(Adds auction results, quotes, updates prices)
* North Korean missile sparks flight-to-safety buying
* Treasury sells $28 bln seven-year notes to strong demand
* Friday's U.S. employment report in focus
NEW YORK, Aug 29 (Reuters) - U.S. benchmark 10-year Treasury note yields fell on Tuesday to their lowest since last November after North Korea fired a ballistic missile over northern Japan and into the sea, sparking safety buying of the bonds. The action prompted a warning from U.S. President Donald Trump, calls to residents to take cover and drew a sharp reaction from Japanese Prime Minister Shinzo Abe. "That has the market spooked, and thats whats behind the move lower in rates today," said Gennadiy Goldberg, an interest rate strategist at TD Securities in New York.

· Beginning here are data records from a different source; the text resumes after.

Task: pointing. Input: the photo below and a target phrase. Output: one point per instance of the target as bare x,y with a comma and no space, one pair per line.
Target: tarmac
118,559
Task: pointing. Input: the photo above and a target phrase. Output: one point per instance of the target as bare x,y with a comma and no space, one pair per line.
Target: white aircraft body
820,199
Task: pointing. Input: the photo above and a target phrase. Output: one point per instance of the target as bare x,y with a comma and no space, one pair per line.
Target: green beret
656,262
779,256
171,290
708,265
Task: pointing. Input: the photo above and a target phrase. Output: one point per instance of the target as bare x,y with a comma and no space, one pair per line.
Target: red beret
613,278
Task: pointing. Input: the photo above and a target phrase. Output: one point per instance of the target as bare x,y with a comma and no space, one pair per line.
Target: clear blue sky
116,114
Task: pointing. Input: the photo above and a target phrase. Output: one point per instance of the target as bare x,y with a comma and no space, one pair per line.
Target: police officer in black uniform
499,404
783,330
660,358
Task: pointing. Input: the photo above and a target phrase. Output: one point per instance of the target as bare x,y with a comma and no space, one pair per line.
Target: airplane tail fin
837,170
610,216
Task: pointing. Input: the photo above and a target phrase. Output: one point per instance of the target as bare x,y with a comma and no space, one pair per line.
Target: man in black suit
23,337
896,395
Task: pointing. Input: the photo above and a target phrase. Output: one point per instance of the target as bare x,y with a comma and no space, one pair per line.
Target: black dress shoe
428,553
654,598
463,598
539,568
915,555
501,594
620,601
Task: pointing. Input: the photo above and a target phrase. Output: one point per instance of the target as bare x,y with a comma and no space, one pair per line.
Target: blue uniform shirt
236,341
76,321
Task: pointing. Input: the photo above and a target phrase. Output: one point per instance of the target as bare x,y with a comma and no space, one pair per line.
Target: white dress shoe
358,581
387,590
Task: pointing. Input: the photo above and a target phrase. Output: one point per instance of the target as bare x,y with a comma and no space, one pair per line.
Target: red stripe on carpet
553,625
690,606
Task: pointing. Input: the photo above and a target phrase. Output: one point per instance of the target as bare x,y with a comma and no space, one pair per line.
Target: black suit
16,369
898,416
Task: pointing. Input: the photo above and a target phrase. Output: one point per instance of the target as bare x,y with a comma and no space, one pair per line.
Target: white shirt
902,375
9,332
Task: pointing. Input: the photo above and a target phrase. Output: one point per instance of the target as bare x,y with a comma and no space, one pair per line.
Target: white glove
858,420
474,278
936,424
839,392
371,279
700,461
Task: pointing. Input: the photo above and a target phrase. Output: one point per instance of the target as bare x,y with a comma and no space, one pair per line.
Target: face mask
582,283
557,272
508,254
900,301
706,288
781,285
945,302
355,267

Ten-year Treasury yields dropped as low as 2.086
percent, the lowest since Nov. 10, 2016 - two days after Trump won the U.S. presidential election - before rising back to 2.14 percent. The yield curve between two- and 10-year Treasuries flattened as far as 77 basis points, from 83 basis points late on Monday and the narrowest level since June 27. Some reluctance to buy bonds at their lowest yields of the year was seen as capping the rally. "The question becomes how heavily positioned in Treasuries do you want to be when yields are at year-to-date lows," said Goldberg. "I think thats making it a little bit difficult to be positioned extremely." The Treasury Department saw strong demand for its $28 billion sale of U.S. seven-year notes, despite the debt paying the lowest yields since October. Indirect bidders, which include fund managers and foreign central banks, purchased 68.80 percent of the latest seven-year
note offering , their biggest share since the record
high 81.69 percent in April. Market participants are also focused on a busy week of data this week, culminating in Friday's closely-watched U.S. employment report for August. August payrolls numbers have missed expectations for the past six consecutive years, and for 13 out of the last 17 years, which could lead to a modest rally in Treasuries if it occurs again, said Mike Schumacher, head of rate strategy at Wells Fargo in New York. Buying for month-end extensions may also boost bonds through Thursday, with potentially further strength on Friday as the extension is larger than average. "The month-end index extension is pretty large. Most of that will probably happen on the 31st, but still you could have some knock-on effects on the first," Schumacher said. Investors are also evaluating whether Tropical Storm Harvey is likely to have a lasting impact on the U.S. economy, after bringing catastrophic flooding to Texas.